If asked to name a Missionary, probably the first person to spring to most people’s mind is Mother Teresa.
For more than 45 years, she ministered to the poor, orphaned, sick and dying and her work has been praised by many organisations and governments.

Mother Teresa of Calcutta
She was born Agnes Gonxha Bojaxhiu on 26th August 1910 in Macedonia to a family of Albanian descent. Even at a very young age, she felt the call of God and knew she wanted to be a Missionary and spread the word of Christ.
When she was eighteen years old, she left her family home in Macedonia and travelled to Dublin to join the “Sisters of Loreto”, who were a community of nuns with various missions across India. After only a few months’ training she was sent to India where she took her initial vows as a nun.

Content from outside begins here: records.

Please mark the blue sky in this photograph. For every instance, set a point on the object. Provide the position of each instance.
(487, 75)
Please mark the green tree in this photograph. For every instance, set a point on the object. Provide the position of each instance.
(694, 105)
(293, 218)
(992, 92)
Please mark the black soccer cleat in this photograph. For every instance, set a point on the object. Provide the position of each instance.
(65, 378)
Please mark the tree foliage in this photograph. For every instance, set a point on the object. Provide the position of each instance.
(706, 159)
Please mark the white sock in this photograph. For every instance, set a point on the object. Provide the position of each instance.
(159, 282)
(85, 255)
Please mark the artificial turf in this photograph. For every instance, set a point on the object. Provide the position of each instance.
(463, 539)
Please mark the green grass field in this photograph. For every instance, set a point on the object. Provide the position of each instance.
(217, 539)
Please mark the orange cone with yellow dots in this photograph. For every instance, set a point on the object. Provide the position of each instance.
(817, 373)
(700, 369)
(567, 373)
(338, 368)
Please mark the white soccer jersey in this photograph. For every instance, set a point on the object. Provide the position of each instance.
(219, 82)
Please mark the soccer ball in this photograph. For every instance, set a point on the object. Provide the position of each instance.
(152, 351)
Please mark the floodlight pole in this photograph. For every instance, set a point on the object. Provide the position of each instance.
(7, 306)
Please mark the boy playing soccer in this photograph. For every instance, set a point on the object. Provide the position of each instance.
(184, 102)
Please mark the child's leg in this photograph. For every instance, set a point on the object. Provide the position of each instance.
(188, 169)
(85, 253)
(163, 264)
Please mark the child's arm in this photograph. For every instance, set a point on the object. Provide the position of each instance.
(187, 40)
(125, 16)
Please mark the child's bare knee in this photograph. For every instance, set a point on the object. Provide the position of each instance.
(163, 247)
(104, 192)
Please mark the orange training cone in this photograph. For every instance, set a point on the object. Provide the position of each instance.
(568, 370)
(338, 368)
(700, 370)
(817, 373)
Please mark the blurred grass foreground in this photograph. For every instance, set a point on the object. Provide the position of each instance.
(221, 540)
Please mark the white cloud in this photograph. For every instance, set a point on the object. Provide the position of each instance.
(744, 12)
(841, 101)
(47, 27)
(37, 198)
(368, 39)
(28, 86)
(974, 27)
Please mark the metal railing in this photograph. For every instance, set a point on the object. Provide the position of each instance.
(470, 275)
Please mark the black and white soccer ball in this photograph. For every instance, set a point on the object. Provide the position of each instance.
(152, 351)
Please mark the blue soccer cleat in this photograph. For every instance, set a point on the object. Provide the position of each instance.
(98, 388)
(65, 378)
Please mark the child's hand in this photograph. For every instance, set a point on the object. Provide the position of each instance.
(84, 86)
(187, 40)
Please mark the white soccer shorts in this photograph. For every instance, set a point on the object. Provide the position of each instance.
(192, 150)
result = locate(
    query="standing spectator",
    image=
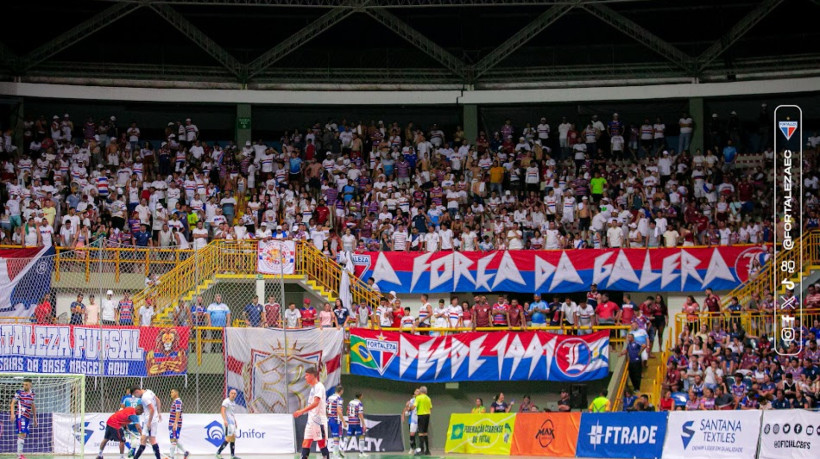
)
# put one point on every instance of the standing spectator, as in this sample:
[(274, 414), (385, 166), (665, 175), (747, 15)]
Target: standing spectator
[(634, 350), (254, 313), (147, 313), (219, 315), (126, 311), (78, 311), (293, 318), (109, 311), (273, 313), (92, 312), (308, 314)]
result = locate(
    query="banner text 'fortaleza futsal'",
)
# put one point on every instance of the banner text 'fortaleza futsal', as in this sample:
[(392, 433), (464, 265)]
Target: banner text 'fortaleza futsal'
[(562, 271), (501, 356), (94, 351)]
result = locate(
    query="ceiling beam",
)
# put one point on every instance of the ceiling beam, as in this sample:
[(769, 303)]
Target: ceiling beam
[(295, 41), (519, 39), (640, 34), (201, 39), (79, 32), (735, 33), (372, 5), (417, 39)]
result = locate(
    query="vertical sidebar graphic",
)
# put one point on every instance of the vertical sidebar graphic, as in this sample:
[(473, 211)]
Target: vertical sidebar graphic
[(788, 217)]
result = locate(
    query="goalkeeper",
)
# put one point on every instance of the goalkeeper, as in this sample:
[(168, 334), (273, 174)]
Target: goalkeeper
[(132, 430), (116, 424)]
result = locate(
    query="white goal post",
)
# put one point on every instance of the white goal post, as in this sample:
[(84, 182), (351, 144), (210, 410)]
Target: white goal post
[(58, 409)]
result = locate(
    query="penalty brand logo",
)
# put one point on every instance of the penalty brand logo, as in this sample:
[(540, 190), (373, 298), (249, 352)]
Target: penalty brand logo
[(82, 432), (214, 433), (788, 128), (687, 433)]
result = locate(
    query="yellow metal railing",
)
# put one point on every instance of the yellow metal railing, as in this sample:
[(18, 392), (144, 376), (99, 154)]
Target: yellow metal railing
[(809, 244)]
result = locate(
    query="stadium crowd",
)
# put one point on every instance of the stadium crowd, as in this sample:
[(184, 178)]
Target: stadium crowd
[(718, 364), (375, 186)]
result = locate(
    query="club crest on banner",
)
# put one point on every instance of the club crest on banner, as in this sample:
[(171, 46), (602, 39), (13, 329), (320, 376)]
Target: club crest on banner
[(376, 354)]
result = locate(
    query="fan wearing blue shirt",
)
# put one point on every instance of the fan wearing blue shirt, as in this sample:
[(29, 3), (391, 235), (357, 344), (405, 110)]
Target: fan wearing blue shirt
[(219, 315), (537, 311)]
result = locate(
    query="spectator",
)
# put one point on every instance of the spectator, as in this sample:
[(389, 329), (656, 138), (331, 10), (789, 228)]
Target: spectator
[(219, 315), (634, 351), (254, 313), (293, 317), (147, 313), (78, 311)]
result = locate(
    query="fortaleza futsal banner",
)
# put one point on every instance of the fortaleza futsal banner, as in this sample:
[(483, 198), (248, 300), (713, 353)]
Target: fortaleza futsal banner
[(562, 271), (480, 433), (501, 356), (94, 351)]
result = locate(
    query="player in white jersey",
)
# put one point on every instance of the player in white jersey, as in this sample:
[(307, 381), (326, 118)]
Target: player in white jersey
[(228, 411), (412, 418), (336, 421), (150, 419), (316, 426)]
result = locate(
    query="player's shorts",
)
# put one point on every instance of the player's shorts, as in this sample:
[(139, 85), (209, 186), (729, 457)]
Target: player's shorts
[(315, 432), (22, 425), (424, 423), (151, 430), (334, 428), (354, 430), (112, 434)]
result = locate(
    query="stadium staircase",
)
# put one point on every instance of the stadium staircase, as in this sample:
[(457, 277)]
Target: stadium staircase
[(226, 260)]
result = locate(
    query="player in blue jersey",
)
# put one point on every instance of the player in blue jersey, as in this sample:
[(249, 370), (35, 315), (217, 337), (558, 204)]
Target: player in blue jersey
[(25, 413), (355, 422), (335, 421), (175, 424), (132, 430)]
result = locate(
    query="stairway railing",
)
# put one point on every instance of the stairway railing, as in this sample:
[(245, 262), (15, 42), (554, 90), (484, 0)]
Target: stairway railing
[(764, 280)]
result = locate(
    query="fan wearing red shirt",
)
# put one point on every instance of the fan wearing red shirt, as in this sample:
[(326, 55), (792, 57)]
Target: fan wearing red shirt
[(627, 310), (481, 314), (308, 314), (398, 313), (606, 311), (42, 313), (501, 312), (515, 312)]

Between 1931 and 1948 Mother Teresa taught at a catholic school in Calcutta but was so horrified by the poverty and suffering that she witnessed on the streets outside of the convent that in 1948 she sought permission from her superiors to leave the school and devote her time to working with the poorest of the poor in the Calcutta. Despite the lack of funding, she started an open-air school for the children living in the slums and very soon, financial support started to come her way.
In October 1950, she started her own order, “The Missionaries of Charity”, whose main aim was to look after those people who nobody else was prepared to. By the 1970′s she was recognised across the world as an advocate for the poor and in 1979 she won the Nobel Peace Prize for her humanitarian work.
Mother Teresa’s Missionaries of Charity continued to expand and at the time of her death in September 1997, it was operating 610 missions in a total of 123 countries, including orphanages and schools, soup kitchens, family counselling programs and hospices and homes for people with leprosy, tuberculosis and HIV/AIDS. She dies on 5th September 1997.
On the 100th anniversary of her birth in 2010 Mother Teresa was honoured around the world for her tireless work and dedication.